There are different approaches to planning (“Knowing the Future”) on the two sides of the supplier-customer relationship.

Businesses will often take a resource based view on the data, i.e. which products over time perform best, and of these products, which markets did it sell into. The business then builds a model that will (usually) simply extrapolate these results using linear or log regression to apply the results to supposed future data sets. This is the essence of using simple AI to predict business planning based on the past performance. Businesses aim to increase their return on their data investment by promoting customer engagement.

On the other side, customers (and customer preferences) are subjective. As well as customer preferences that shift, customers themselves shift from demographic to demographic. Savvy customers will also be involved in their own ‘Big data’ initiatives, like using comparison websites to secure their own best deals and product searches. Customers seek to get the best deal for themselves, but also take into account affective and trust cues, even when dealing with the same products online.

This sets up a dynamic that a plan has to take into account not only the current state of the customer relationship, but also takes into account any previous behaviours without prejudice to the customer and arrive at an educated guess as to what they would like to do next. As data on purchases is fixed at the point of service supply in the transaction record which indicators and behaviours are likely to point to the likelihood of additional purchases? This is, after all, the point of the business forecasting exercise.

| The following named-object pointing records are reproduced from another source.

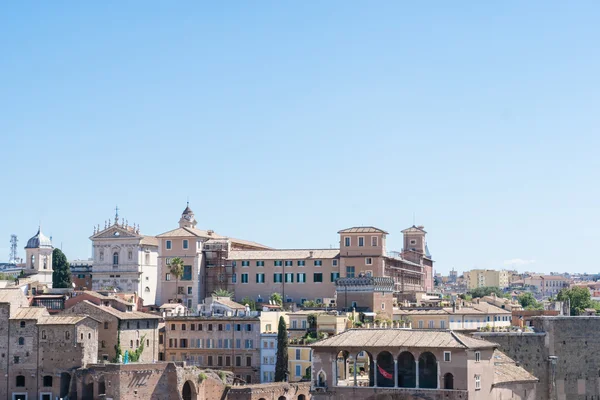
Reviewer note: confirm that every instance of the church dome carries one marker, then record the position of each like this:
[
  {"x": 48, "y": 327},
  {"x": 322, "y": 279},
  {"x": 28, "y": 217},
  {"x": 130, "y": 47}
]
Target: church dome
[{"x": 38, "y": 241}]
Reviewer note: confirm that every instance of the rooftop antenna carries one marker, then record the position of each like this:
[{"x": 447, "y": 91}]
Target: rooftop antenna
[{"x": 12, "y": 258}]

In a business context, the development of AI follows the model pathway detailed below:


   Each level of analysis adds additional interpretation. Adding transaction data to Business Intelligence uses groupings and characterisations of customers and customer types. Modified (‘wrangled’) data from the Business Intelligence layer is used to seed the Machine Learning algorithms and models, and these models are used to guide the AI rule judgements and decisions that the machines make on the business behalf.

   The key ingredient is asking the correct questions of the data that has been collected, and ensuring that the answer arrived at does not do so in a manner that has become biased by the operational inputs.


   The introduction of bias is generally made unconsciously. This can occur as a result of system programmers making assumptions about the types of customer they are grouping, by being embedded into the logic of the Machine Learning, or through the decision and rule algorithm outputs surfaced through the Artificial Intelligence systems. Human judgement, subjective, incorrect or biased data at any point in the process will affect the cognitive output of the Artificial Intelligence decision machine.

   Businesses should be wary of, and take action to ensure that the data they are working with are not being skewed through the analysis process.  In grouping and classifying it is necessary to ensure that the process is carried out within a governance and ethical structure to produce information and actions that are not prejudicial to different customer groups.